Church planting is not a side project for the elite few—it is the primary means by which the Kingdom of God advances on earth. Jesus didn’t just gather followers; He formed them and sent them. Multiplication was not optional—it was expected.

The Mindset Shift We Must Embrace

To follow Jesus in this way requires a new mindset—one that stretches us out of maintenance mode and into movement living:

  • From Scarcity to Abundance – believing that God provides for every mission He initiates.
  • From Preservation to Expansion – trusting that obedience is worth more than safety.
  • From Consumers to Co-Laborers – equipping every believer to be a disciple-maker.
  • From Maintenance to Movement – living as a people who are sent, not just gathered.

This mindset means embracing the Gospel beyond addition (more people in the pews) and leaning into multiplication. As pastors, it means sending out our most gifted leaders to start something new. As laypeople, it means relinquishing our grip on “my church” to join in building THE Church.

If we are serious about advancing God’s Kingdom, we must shift from comfort to calling. We must partner—clergy and laity alike—not to build personal empires, but to extend God’s reign.

The Nets Are Good—But Jesus Is Better

James and John didn’t leave their nets because they were bad. They left them because Jesus was better. They left familiarity behind to follow a Savior into a future they could not yet see.

You may be faithfully mending nets today—doing good, important work. But perhaps Jesus is calling you to something more. He is still walking the shoreline, still calling disciples into the risky, Spirit-empowered, generative work of planting churches and expanding His Kingdom.

Church planting is not optional—it’s the Gospel shaped life. From the beginning, God has always designed His people for fruitfulness and multiplication. So let us, as Global Methodists, be a people who respond with a bold and faithful yes.
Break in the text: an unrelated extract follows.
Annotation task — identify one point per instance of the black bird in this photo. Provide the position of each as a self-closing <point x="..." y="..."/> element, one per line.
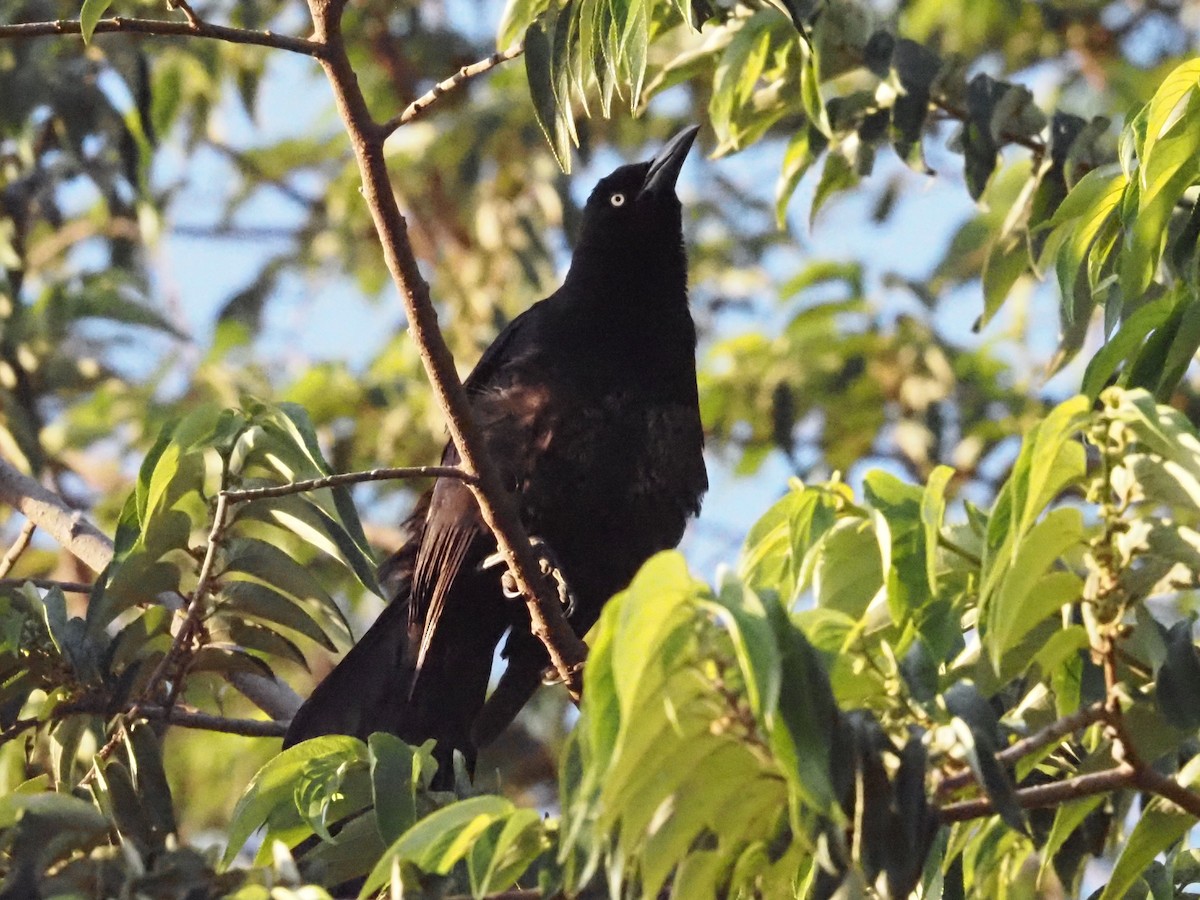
<point x="588" y="405"/>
Let every church become a sending church.
Let every pastor become a planter.
Let every net be laid down in faith.

Closing Prayer

Lord Jesus, we thank You for calling us—not just to comfort and care, but to courage and commissioning. You interrupted James and John in the faithful work of mending nets and called them into something far greater. Do the same with us. Give us boldness to follow You into the unknown, into new communities, into new Kingdom expressions. Stir our hearts to multiply. He-lp us trust that You are better than anything we leave behind. In Your name we pray, Amen.